Heterogeneous memory and its application and optimization in machine learning systems

The fourth paradigm is deeply cultivated in the field of artificial intelligence, with both breadth and depth of understanding in artificial intelligence-related algorithms, applications, systems, and underlying architecture design.

With the rapid development of advanced storage technologies in recent years, disruptive storage technologies have emerged, such as non-volatile storage and SSD. The heterogeneous memory architecture based on such technologies is subverting the design and optimization model of traditional applications.

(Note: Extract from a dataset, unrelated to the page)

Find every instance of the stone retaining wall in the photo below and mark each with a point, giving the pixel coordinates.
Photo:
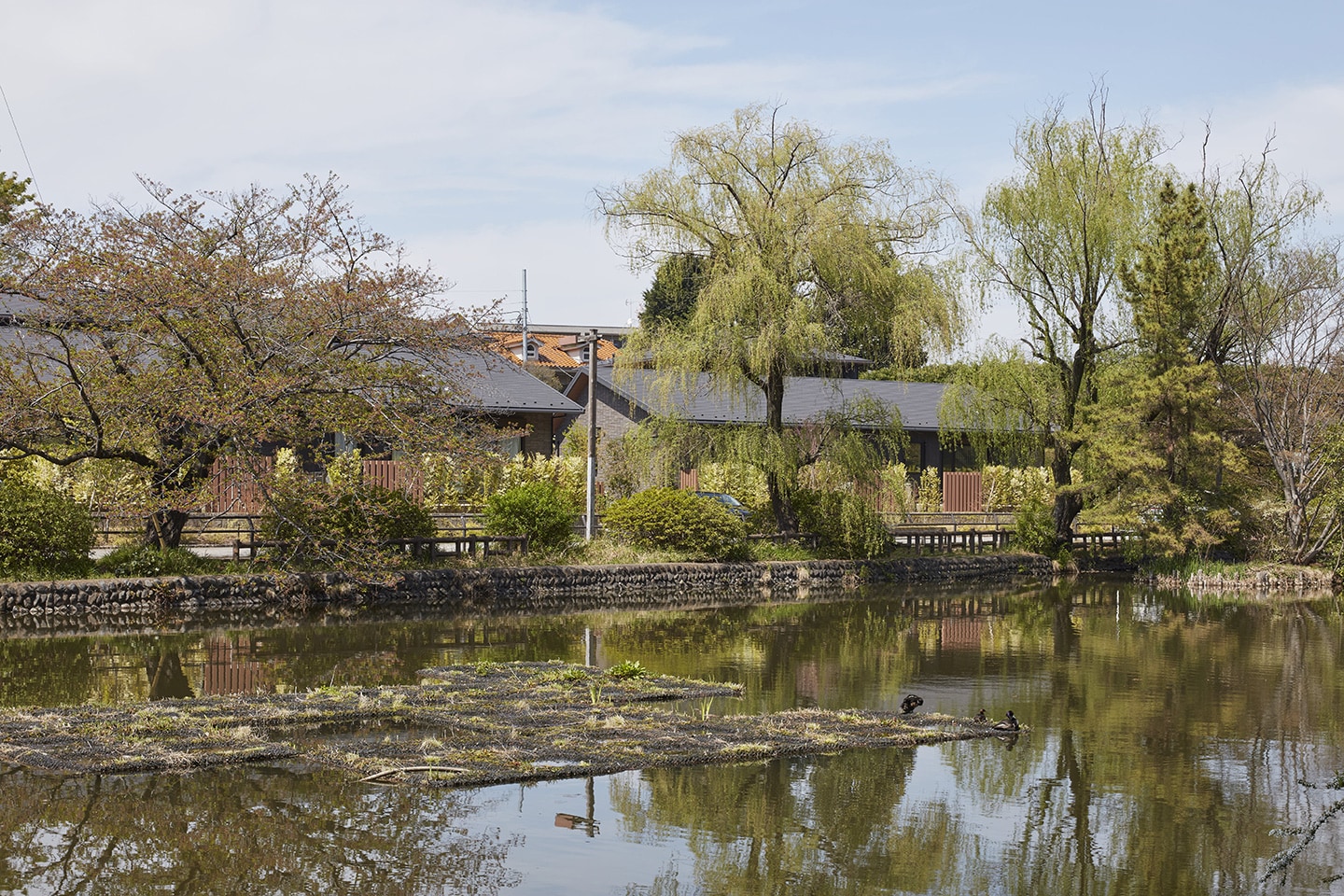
(503, 589)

The fourth paradigm is the first to lay out on the heterogeneous memory architecture, and has carried out a number of innovative exploration, research and development and landing practices, such as parameter servers [The fourth paradigm launched the industry’s first trillion-dimensional online estimation based on persistent memory and supporting millisecond recovery System: https://www.163.com/tech/article/FGCFSO4N00099A7M.html ], memory database, etc. [The joint research results of Intel and Fourth Paradigm were selected into the International Top Conference VLDB Optane™ persistent memory blessing optimization trillion dimensions Feature online estimation system: https://newsroom.intel.cn/news-releases/the-joint-research-results-of-intel-and-4paradigm-were-selected-into-the-vldb-international-conference /].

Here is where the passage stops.